Japan aid and infrastructure investments have been able to avoid any controversies. In fact, Japanese projects are known to hire and train a lot of local workers unlike Chinese investors.
The results of the US midterm elections is expected to add further pressure on Xi Jinping to seek other alliances and newer markets for Chinese exports. This is the Stratfor analysis of the effect of the midterm elections on American policy towards China:
“ Trump’s broad assault on China has largely garnered bipartisan support, as evidenced by Congress’ approach to subjecting Chinese trade and investment in the United States, particularly in sensitive sectors like technology, under more oversight and restrictions. Now that some political pressure on Trump has eased with the conclusion of the midterms, and trade negotiations face more obstacles ahead, China will be bracing itself for more tariffs.”

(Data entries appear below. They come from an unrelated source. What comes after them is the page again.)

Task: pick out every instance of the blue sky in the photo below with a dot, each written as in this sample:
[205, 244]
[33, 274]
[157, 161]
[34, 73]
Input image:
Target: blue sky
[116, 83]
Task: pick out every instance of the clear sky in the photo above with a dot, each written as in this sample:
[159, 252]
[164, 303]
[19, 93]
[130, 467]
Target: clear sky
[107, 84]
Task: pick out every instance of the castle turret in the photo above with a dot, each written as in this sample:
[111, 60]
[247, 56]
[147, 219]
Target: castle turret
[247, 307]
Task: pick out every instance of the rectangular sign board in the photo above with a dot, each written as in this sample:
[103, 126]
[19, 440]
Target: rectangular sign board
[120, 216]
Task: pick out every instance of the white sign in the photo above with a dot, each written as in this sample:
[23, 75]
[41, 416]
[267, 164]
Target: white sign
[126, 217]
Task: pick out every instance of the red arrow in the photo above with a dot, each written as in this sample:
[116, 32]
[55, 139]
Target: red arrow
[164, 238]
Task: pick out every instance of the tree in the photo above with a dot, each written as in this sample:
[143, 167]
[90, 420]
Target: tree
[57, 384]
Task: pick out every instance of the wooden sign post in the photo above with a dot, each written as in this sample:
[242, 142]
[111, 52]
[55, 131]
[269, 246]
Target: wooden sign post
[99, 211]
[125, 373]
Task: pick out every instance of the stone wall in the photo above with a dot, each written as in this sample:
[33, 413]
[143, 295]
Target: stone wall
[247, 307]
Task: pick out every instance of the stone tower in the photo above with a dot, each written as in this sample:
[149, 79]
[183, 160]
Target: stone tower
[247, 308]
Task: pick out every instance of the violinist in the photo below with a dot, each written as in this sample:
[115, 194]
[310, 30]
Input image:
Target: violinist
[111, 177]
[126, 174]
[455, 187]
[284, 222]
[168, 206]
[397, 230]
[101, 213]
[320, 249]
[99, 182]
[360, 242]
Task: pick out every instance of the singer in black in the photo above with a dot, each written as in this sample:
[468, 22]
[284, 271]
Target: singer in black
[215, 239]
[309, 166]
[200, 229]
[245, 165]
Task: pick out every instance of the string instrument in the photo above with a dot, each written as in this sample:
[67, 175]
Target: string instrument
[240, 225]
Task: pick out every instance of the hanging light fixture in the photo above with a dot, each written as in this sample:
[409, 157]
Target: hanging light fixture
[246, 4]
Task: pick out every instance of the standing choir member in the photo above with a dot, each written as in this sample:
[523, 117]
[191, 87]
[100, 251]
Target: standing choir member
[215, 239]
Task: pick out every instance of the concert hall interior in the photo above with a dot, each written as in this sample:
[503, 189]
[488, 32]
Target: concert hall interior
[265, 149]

As the Philippines reviews its Constitution and its policy toward international trade and investments, we must re-examine the mantra that free trade is automatically beneficial for every nation. Mahathir once criticized his political opponent saying: “The government of Najib Razak gives away land to the foreigners, who build luxury homes, which locals cannot afford.” He also warned against a “new version of colonialism” happening because poor countries are unable to compete with rich countries just in terms of free trade. It must always be “fair trade.”
Mahathir’s warning is important when countries like Malaysia and the Philippines deal with superpowers like China and the United States.